I due sospettati però sono entrambi morti, Martin nel 2000 a causa di un cancro, e John nel 1988.

Negli ultimi anni il caso si è riacceso, grazie anche all’interesse dell’investigatore Mike Gamberg, che si dichiara deciso a risolvere il mistero.

Il 24 Marzo 2016 viene alla luce una nuova scoperta. In uno stagno nelle vicinanze di Keddie viene rinvenuto un martello, che corrisponde alla descrizione fornita da Martin riguardo al martello che aveva perso. Nel 2018 Gamberg dichiara che, attraverso le analisi del DNA su un pezzo di nastro adesivo della scena del crimine, è stato possibile identificare un soggetto, e che si tratterebbe di un sospettato vivente.
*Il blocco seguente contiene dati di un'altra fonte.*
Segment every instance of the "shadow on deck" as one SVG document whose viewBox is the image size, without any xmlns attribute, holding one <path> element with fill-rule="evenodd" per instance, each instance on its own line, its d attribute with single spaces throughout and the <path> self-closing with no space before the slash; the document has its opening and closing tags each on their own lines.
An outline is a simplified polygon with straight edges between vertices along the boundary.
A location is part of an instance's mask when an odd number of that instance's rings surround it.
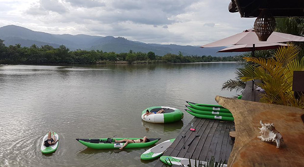
<svg viewBox="0 0 304 167">
<path fill-rule="evenodd" d="M 196 129 L 190 131 L 192 123 Z M 223 121 L 194 117 L 177 136 L 175 141 L 165 152 L 164 155 L 206 161 L 214 156 L 215 161 L 225 160 L 230 156 L 234 141 L 229 137 L 229 132 L 234 130 L 233 122 Z M 195 137 L 196 135 L 200 136 Z M 183 148 L 184 138 L 184 146 Z M 192 144 L 188 145 L 193 140 Z M 165 167 L 160 161 L 154 167 Z"/>
</svg>

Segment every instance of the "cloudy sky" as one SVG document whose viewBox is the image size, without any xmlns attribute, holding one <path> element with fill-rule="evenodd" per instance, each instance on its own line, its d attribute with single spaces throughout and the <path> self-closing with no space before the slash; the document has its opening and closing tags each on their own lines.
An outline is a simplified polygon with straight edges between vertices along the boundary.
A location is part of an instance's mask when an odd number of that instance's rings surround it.
<svg viewBox="0 0 304 167">
<path fill-rule="evenodd" d="M 202 45 L 253 27 L 230 0 L 0 0 L 0 27 Z"/>
</svg>

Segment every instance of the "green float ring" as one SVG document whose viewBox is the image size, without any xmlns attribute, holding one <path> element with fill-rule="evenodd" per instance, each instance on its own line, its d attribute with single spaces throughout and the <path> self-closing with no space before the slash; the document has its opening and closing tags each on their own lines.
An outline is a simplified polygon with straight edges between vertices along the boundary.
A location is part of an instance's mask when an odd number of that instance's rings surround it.
<svg viewBox="0 0 304 167">
<path fill-rule="evenodd" d="M 164 109 L 165 112 L 150 114 L 148 116 L 144 117 L 144 114 L 146 113 L 146 111 L 148 110 L 150 112 L 156 112 L 161 109 Z M 141 113 L 141 118 L 144 121 L 156 123 L 166 123 L 178 121 L 184 116 L 184 113 L 180 110 L 170 107 L 164 106 L 151 107 L 145 109 Z"/>
</svg>

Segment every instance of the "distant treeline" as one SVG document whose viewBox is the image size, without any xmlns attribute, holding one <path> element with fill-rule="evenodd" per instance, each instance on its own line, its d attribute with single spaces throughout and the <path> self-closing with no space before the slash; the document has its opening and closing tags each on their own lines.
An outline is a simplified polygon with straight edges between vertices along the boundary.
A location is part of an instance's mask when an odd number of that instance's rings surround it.
<svg viewBox="0 0 304 167">
<path fill-rule="evenodd" d="M 179 52 L 178 55 L 168 54 L 164 56 L 155 55 L 152 52 L 148 53 L 134 52 L 116 54 L 115 52 L 103 52 L 101 51 L 77 50 L 70 51 L 65 46 L 54 48 L 50 45 L 37 47 L 33 44 L 30 47 L 22 47 L 20 44 L 6 47 L 0 39 L 0 64 L 37 64 L 69 63 L 88 64 L 102 63 L 106 61 L 127 61 L 129 62 L 166 62 L 172 63 L 234 61 L 235 56 L 212 57 L 209 56 L 183 56 Z"/>
</svg>

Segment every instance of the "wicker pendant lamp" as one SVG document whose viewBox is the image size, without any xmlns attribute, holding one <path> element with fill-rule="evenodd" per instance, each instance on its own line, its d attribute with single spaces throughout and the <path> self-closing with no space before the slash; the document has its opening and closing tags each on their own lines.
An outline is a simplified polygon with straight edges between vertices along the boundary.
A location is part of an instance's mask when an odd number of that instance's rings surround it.
<svg viewBox="0 0 304 167">
<path fill-rule="evenodd" d="M 254 21 L 254 32 L 260 41 L 266 41 L 276 28 L 276 20 L 268 9 L 263 9 Z"/>
</svg>

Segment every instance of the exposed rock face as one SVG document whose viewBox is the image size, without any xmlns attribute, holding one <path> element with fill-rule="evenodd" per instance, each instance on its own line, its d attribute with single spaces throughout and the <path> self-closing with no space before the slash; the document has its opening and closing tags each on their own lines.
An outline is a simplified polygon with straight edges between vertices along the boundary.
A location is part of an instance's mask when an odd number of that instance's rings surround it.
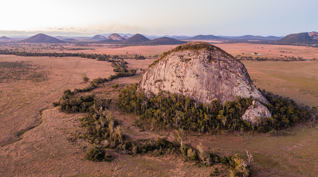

Secondo la teoria dell’investigatore, gli omicidi vedrebbero coinvolte più persone, e tuttora sta svolgendo i suoi accertamenti.

A distanza di 39 anni, il massacro di Keddie rimane uno dei casi più contorti e indecifrabili di sempre. Una carneficina su cui ancora oggi non è stato possibile risalire alla verità, lasciando molte domande aperte. Martin Smartt e John Boubede sono gli assassini? Hanno agito da soli?

Nel frattempo la vicenda continua a far parlare di sé, lasciando accesa una luce di speranza per poter giungere ad una soluzione.